Clinical Records Administrator

4 weeks ago


Cincinnati, Ohio, United States Medpace Full time

We are seeking a detail-oriented and organized Clinical Records Administrator to join our team at Medpace. In this role, you will be responsible for ensuring the integrity of our Trial Master File (TMF) by managing electronic documents, tracking and maintaining quality checks, and communicating with internal associates globally.

Responsibilities:
  • Manage electronic filing system for trial documentation
  • Track, maintain, and perform quality check of electronic documents
  • Communicate with internal associates globally regarding the TMF
  • Prepare documents for shipment
Qualifications:
  • High school diploma or equivalent
  • Experience in document administration
  • High attention to detail
  • Exemplary organizational skills
  • Strong written and verbal communication skills
  • Knowledge of MS Office (Excel and Outlook)

Medpace is a full-service clinical contract research organization (CRO) that provides Phase I-IV clinical development services to the biotechnology, pharmaceutical, and medical device industries.
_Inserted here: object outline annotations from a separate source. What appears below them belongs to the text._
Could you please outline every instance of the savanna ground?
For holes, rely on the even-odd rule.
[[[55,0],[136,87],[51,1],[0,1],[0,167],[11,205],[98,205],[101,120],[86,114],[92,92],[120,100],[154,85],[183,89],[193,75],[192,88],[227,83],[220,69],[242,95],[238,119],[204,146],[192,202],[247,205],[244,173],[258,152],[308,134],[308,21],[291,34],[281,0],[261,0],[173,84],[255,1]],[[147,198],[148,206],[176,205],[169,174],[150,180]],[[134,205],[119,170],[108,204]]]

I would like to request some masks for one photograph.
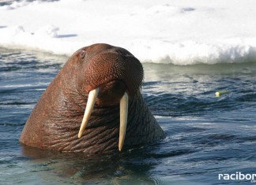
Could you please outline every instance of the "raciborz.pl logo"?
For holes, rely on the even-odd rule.
[[[256,173],[247,173],[244,174],[240,172],[236,172],[235,173],[219,173],[219,179],[224,180],[248,180],[251,183],[256,183]]]

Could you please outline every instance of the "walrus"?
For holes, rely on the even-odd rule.
[[[49,84],[21,135],[24,145],[108,153],[165,137],[141,95],[143,67],[104,43],[76,51]]]

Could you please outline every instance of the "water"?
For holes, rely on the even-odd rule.
[[[1,184],[245,184],[256,173],[256,62],[143,64],[142,94],[167,138],[104,155],[21,146],[21,131],[65,56],[0,49]],[[229,93],[216,98],[217,91]]]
Our mission is to accelerate the global development of safe and effective medical therapeutics through our scientific and disciplined approach.

As a Clinical Records Administrator at Medpace, you will have the opportunity to work with a team of experienced professionals and contribute to the success of our clinical trials. If you are a detail-oriented and organized individual with a passion for document administration, we encourage you to apply for this exciting opportunity.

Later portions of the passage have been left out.